ルメリー「【ルメリーよりキヤズナへr u m e y r y i o k y y a s u n n a 黄金の葉 s a m u t e s m u h a 蛇の腑 n e k s e n t e s 深く二十と八 o s m a 20 t e s 8 ……】」


シェナ「手応えはどうですか? ルメリーさん」


ルメリー「微妙だ。
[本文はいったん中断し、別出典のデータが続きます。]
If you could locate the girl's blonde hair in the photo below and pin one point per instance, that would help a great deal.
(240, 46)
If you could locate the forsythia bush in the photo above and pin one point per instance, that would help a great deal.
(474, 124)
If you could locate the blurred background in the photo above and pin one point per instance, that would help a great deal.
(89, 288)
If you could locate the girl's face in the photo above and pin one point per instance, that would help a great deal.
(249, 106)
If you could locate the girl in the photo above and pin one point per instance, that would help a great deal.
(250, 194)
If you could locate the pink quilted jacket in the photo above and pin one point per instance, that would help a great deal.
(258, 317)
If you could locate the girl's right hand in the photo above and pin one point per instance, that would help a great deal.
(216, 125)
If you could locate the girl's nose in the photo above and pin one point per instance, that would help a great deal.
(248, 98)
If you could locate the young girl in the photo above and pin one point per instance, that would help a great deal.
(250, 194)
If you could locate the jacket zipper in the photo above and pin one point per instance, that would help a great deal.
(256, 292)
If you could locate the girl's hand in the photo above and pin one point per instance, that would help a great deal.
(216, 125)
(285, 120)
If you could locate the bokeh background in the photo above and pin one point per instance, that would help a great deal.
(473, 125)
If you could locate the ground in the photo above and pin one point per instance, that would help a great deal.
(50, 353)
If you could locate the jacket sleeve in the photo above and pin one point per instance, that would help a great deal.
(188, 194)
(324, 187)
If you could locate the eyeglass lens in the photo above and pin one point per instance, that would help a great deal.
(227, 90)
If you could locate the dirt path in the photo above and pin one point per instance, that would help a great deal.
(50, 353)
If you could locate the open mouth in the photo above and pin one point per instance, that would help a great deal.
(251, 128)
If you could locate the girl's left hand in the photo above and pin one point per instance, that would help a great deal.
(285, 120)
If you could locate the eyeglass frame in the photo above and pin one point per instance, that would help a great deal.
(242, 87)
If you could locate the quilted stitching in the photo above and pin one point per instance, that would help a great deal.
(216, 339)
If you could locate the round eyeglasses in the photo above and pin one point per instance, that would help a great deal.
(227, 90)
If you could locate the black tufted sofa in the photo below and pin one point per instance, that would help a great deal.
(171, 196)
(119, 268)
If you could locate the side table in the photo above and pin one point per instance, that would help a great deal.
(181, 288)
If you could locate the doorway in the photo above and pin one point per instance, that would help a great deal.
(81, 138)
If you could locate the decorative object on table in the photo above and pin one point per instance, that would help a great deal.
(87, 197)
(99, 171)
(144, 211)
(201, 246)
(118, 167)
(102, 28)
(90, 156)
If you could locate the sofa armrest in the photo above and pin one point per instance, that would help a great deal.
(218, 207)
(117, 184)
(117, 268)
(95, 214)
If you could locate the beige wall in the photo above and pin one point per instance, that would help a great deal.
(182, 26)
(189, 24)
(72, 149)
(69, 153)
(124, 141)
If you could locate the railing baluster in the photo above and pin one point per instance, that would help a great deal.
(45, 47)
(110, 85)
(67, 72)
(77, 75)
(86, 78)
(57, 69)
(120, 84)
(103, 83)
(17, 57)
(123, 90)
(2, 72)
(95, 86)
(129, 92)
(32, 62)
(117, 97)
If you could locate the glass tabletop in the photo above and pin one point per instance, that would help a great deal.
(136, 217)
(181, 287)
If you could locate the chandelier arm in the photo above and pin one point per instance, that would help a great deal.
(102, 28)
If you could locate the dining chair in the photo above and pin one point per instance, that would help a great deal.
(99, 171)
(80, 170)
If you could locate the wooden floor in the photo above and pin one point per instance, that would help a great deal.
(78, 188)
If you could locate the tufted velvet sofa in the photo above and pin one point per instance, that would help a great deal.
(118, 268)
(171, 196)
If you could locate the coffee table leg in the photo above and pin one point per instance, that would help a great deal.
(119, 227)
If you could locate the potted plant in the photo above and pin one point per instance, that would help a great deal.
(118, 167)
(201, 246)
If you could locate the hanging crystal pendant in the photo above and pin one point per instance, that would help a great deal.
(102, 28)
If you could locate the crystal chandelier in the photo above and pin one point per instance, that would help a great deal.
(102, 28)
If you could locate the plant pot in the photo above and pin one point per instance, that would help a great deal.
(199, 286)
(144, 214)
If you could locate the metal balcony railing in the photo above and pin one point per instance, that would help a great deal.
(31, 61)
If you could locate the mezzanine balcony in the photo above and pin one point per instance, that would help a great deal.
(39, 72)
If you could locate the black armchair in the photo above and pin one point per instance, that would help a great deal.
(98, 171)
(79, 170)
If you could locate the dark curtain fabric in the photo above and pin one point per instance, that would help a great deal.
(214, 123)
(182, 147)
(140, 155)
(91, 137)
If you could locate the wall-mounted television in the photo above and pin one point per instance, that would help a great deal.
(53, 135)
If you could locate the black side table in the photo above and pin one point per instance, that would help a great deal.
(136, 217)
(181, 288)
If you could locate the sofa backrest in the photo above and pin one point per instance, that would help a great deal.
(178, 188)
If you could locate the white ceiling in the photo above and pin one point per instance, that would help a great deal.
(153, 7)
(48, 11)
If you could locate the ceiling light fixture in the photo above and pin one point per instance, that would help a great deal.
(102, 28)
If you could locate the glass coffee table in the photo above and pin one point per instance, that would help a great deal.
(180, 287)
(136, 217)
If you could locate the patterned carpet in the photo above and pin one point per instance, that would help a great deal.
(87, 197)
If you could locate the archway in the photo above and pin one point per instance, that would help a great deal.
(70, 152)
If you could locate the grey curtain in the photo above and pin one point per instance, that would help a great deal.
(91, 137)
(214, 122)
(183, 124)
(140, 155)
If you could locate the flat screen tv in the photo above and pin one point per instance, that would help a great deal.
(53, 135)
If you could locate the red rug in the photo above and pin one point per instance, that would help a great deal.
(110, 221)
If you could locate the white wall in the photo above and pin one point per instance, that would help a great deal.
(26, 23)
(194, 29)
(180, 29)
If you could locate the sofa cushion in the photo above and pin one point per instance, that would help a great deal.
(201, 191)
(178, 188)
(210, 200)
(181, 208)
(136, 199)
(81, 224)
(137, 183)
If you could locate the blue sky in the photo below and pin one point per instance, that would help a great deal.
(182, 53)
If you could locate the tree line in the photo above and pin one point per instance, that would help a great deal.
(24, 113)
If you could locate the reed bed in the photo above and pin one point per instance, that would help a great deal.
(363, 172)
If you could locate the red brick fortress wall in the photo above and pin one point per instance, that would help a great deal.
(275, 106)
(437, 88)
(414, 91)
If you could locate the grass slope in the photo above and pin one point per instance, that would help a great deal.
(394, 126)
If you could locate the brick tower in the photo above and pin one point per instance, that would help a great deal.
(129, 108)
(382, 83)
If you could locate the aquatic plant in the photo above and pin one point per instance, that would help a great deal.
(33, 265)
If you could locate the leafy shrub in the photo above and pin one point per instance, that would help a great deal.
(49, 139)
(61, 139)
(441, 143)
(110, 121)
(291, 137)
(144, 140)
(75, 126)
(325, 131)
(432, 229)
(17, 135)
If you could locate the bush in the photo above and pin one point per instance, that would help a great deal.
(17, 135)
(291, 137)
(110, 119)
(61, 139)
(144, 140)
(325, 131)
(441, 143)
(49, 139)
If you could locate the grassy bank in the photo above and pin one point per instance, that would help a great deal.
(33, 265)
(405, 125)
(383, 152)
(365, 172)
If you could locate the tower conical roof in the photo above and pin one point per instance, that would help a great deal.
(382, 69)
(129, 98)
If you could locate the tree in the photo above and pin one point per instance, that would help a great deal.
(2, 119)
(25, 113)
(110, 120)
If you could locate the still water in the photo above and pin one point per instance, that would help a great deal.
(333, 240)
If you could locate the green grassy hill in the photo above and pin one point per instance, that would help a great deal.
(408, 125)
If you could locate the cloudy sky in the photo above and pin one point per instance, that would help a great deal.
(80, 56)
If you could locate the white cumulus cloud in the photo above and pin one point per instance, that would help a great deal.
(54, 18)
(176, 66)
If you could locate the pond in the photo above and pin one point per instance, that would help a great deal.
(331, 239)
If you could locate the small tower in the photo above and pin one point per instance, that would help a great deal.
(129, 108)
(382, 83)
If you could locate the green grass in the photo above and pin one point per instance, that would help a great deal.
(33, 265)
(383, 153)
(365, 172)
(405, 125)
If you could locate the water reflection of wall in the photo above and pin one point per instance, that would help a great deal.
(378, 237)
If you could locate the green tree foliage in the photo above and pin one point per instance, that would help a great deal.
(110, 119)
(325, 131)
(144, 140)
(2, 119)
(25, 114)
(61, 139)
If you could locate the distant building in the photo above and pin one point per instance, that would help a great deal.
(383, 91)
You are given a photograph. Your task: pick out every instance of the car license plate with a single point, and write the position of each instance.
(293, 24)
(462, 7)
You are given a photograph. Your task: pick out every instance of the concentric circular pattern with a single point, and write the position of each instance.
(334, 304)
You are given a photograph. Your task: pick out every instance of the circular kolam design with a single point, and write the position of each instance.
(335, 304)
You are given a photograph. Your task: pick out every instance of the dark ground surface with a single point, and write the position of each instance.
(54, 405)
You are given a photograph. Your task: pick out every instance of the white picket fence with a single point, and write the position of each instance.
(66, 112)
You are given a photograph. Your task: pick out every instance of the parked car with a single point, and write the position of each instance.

そもそも少し知り合いってだけだしな、くそ……! 大出血だけギリギリ止めて、あとは専門の医師を呼んでやってもらうしかねえ」


ダリー「そもそも誰がやったんだ、こんな真似……! 婆さんがそこらの野盗や獣族に遅れを取るはずがねえ……」


ナナコ「……! ダリーさん、伏せて!」


ダリー「は?」


(斬撃音1)


白い少年「また銃を持ってる……物騒だなあ」


ダリー「……おい、こいつッ! どこから湧いて出やがった!?」


シェナ(どうして……こんなに虚界から離れているのに明滅境魔フリッカーが……!)


ルメリー「今生術を止めたら婆さんが死ぬぞ! どうすんだ!」


ナナコ「……祐貴……」


白い少年「ここは危ないよ。家に戻ろう。